The members of Charles S. Hatch Post #79 salute Jeffrey, Jake and Jared for their patriotism and service and thank Tracy for instilling in these young men the courage and character to serve our country.
Photo caption: Recently, members of Charles S. Hatch Post #79, The American Legion, presented a three Star Service Banner to Ms. Tracy Steeves. Shown from left to right: Post Commander Ronald Vigue, Tracy’s mother Ginny, Tracy and her father, Mr. Warren Steeves. (Photo by Robert Place)

USS Pasadena Arrives in Portsmouth

Attack submarine USS Pasadena (SSN 752) and her crew of 18 officers and 126 enlisted personnel arrived recently at Portsmouth Naval Shipyard.
While at the Shipyard, Pasadena will complete various maintenance work and several system upgrades. Portsmouth Naval Shipyard is committed to maximizing the material readiness of the Fleet by ensuring every ship is ready to respond to the Navy’s missions.

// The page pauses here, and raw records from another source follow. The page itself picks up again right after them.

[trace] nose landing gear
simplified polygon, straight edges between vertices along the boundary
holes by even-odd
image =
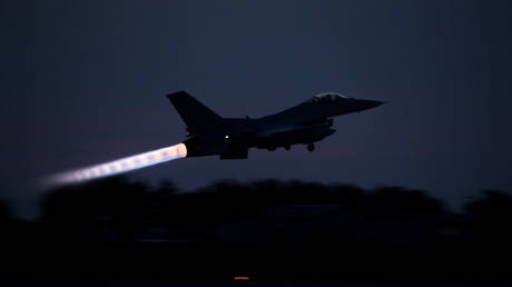
[[[313,145],[313,142],[307,145],[307,150],[309,150],[309,151],[315,150],[315,145]]]

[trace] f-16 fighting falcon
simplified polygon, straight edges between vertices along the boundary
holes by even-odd
[[[315,97],[263,118],[223,118],[186,91],[167,96],[187,125],[187,157],[219,155],[220,159],[244,159],[249,148],[276,150],[293,145],[306,145],[336,132],[333,117],[383,105],[383,101],[345,97],[337,92],[323,92]]]

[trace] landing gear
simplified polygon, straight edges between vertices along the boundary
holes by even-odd
[[[307,145],[307,150],[309,150],[309,151],[315,150],[315,145],[313,145],[313,144]]]

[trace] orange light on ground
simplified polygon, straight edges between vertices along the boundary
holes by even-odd
[[[187,147],[184,144],[178,144],[109,162],[53,175],[47,178],[45,184],[47,186],[77,184],[155,166],[173,159],[184,158],[186,156]]]

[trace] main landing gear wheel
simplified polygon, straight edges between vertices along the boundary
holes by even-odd
[[[315,145],[313,145],[313,144],[307,145],[307,150],[309,150],[309,151],[315,150]]]

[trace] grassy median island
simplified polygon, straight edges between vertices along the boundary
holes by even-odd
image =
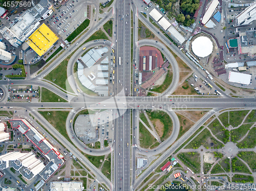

Pasadena is the U.S. Navy’s second “Improved” Los Angeles-class nuclear-powered submarine. Originally assigned to the Atlantic Fleet, Pasadena conducted an inter-fleet transfer in October 1990 to San Diego, Calif. and became an integral part of the U.S. Pacific Fleet Submarine Force. In April 1996, Pasadena changed homeports to Pearl Harbor, Hawaii where she was assigned to Commander, Submarine Squadron Seven.
Throughout the submarine’s proud and illustrious 20-year history, Pasadena has conducted operations in virtually every part of the Pacific Ocean, from the west coasts of North and South America to Australia. Pasadena’s participation in exercises with various foreign navies from around the Pacific Rim has produced numerous firsts for U.S. nuclear-powered submarines and solidified the United States’ important role in international maritime operations.
Pasadena’s Commanding Officer, Commander Luis Molina, earned a bachelor’s of science in Electrical Engineering from the United States Naval Academy. Commissioned in May 1993, Cmdr. Molina reported to USS Grayling (SSN 646). During this tour, he completed two Eastern Pacific deployments, a Mediterranean deployment, and a ship inactivation. Cmdr. Molina then served as an instructor at Nuclear Propulsion Training Unit, Charleston, S.C., where he was assigned as a Shift Engineer and Staff Training Officer.
Cmdr. Molina then reported to USS Jefferson City (SSN 759) as the Combat Systems Officer in November 2000. During this tour, he completed a Western Pacific deployment.
In January 2003, he reported as the initial manning Engineer Officer, PCU Hawaii (SSN 776), and was reassigned in November 2003 as Engineer Officer on board USS Virginia (SSN 774). In August of 2005 Cmdr. Molina attended the Naval War College, Newport, RI where he graduated with distinction and earned a master’s in National Security and Strategic Studies and certification as a Joint Planner.
In March 2007, Cmdr. Molina reported to USS Kentucky (SSBN 737) (BLUE) as Executive Officer, completing two strategic deterrent patrols. Following this tour, in December 2008, Cmdr. Molina reported to Headquarters U.S. Special Operations Command, where he served as a future Operations Joint Planner.
On July 22, 2011, Cmdr. Molina assumed command of USS Pasadena (SSN 752).
Pasadena’s host community is the town of Eliot, Maine.